No matter what you decide to call this delicious version of spicy, flavorful rice, it is what it is: delicious and spicy!
Spicy Spanish rice, chicken, chèvre goat cheese crumble, and a touch of cilantro!
P.S. Feel free to add a few toasted and salted almonds a top, for some extra crunch!
Spicy Spanish Chicken Chèvre Rice
2 Tbs. olive oil
2 large boneless, skinless chicken breasts
1 cup long-grain rice
1/2 cup tomato sauce
1/2 tsp. minced garlic
sea salt and pepper
1 1/2 cups water (or chicken broth)
1/2 tsp. cumin powder
1/2 tsp. dried oregano
1/8 tsp. chili powder
3 oz. fresh chèvre, crumbled
fresh cilantro
Heat oil in large frying pan on medium heat.
Add chicken and rice and sauté until golden brown. (Stirring and flipping the chicken breasts).

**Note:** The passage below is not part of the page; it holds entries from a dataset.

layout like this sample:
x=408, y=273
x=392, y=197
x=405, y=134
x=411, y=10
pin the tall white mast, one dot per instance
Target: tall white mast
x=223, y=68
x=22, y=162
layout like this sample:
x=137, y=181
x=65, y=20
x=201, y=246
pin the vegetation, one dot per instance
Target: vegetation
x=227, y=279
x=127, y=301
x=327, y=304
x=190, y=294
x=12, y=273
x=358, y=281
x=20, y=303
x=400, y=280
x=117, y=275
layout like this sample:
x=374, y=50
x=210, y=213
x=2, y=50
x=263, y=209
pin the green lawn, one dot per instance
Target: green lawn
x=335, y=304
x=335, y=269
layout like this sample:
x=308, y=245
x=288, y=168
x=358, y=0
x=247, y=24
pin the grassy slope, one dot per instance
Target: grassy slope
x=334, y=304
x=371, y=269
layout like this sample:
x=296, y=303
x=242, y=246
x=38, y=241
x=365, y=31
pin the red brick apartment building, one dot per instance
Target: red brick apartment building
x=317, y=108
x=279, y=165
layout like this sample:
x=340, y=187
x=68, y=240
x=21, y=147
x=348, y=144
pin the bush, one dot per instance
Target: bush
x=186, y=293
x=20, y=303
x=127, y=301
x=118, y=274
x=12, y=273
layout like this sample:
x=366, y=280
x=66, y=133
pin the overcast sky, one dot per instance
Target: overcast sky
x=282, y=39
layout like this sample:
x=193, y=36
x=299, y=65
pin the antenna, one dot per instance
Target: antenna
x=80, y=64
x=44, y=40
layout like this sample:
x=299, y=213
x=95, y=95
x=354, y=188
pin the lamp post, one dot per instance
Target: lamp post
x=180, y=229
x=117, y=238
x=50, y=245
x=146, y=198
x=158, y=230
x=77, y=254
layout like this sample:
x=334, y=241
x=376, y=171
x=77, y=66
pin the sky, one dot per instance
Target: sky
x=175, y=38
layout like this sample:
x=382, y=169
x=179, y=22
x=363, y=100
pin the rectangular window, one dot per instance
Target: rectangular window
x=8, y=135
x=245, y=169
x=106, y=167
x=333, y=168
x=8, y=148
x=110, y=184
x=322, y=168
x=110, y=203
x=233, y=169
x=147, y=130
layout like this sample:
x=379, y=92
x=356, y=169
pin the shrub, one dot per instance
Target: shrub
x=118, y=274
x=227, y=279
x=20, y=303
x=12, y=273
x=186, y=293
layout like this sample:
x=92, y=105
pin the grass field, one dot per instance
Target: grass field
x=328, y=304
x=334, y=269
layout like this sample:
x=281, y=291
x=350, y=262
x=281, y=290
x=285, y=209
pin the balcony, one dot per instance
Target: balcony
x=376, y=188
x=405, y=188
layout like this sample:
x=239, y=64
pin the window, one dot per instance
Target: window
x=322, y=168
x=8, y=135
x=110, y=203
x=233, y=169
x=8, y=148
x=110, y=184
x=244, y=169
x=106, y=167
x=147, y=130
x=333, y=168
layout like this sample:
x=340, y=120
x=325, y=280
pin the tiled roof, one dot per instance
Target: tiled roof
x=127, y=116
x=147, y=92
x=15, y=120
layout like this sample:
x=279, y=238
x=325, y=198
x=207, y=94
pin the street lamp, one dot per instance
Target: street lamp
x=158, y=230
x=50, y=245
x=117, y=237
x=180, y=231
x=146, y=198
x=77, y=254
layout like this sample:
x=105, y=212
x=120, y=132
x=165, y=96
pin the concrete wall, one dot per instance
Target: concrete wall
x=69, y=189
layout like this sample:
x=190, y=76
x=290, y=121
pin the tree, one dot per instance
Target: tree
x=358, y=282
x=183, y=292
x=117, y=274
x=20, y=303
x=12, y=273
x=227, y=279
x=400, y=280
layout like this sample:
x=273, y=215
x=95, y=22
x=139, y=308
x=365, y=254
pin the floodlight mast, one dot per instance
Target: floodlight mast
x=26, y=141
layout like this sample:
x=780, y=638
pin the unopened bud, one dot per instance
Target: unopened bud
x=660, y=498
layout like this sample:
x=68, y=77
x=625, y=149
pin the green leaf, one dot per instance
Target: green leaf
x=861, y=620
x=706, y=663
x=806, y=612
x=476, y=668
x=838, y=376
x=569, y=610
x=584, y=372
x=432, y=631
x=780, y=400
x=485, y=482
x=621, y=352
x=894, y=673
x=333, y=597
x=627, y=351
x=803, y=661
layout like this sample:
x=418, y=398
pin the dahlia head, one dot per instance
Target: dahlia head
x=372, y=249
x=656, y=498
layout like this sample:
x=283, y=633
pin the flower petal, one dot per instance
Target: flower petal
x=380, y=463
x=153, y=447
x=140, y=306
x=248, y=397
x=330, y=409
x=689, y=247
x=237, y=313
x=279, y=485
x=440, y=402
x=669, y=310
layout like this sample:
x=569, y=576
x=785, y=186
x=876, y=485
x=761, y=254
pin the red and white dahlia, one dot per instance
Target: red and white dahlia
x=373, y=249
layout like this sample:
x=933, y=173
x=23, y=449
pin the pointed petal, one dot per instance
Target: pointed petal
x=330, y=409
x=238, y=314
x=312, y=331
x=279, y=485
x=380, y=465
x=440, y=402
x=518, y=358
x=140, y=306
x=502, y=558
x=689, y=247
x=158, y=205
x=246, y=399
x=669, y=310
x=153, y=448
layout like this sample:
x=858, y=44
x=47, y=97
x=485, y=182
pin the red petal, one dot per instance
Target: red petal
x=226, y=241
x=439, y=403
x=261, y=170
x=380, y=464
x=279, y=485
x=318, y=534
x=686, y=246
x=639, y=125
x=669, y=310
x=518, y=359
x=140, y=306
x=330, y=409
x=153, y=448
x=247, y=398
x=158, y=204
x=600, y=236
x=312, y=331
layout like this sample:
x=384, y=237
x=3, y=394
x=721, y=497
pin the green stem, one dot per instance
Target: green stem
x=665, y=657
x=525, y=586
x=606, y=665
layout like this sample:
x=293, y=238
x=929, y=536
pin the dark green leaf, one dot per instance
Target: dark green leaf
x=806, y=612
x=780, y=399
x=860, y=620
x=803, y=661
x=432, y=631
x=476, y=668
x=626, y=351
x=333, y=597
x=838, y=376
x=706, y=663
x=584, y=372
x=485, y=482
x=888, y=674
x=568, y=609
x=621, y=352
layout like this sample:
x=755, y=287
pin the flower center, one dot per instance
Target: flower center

Add broth and bring to a full boil.
Reduce heat to a simmer and cook 3-5 minutes.
Stir in the tomato sauce, garlic, salt and pepper, cumin, oregano, and chili powder.
Simmer until the chicken is cooked all the way through.
Remove the chicken breasts from the pan and set aside.
Stir and cover pan, simmering for 10-15 minutes or until all is cooked and there is no liquid left.
Fluff the rice.
To serve, plate the rice, add the chicken, and top with goat cheese, fresh cilantro, and additional ground pepper.
Maybe add some roasted, salted almonds atop!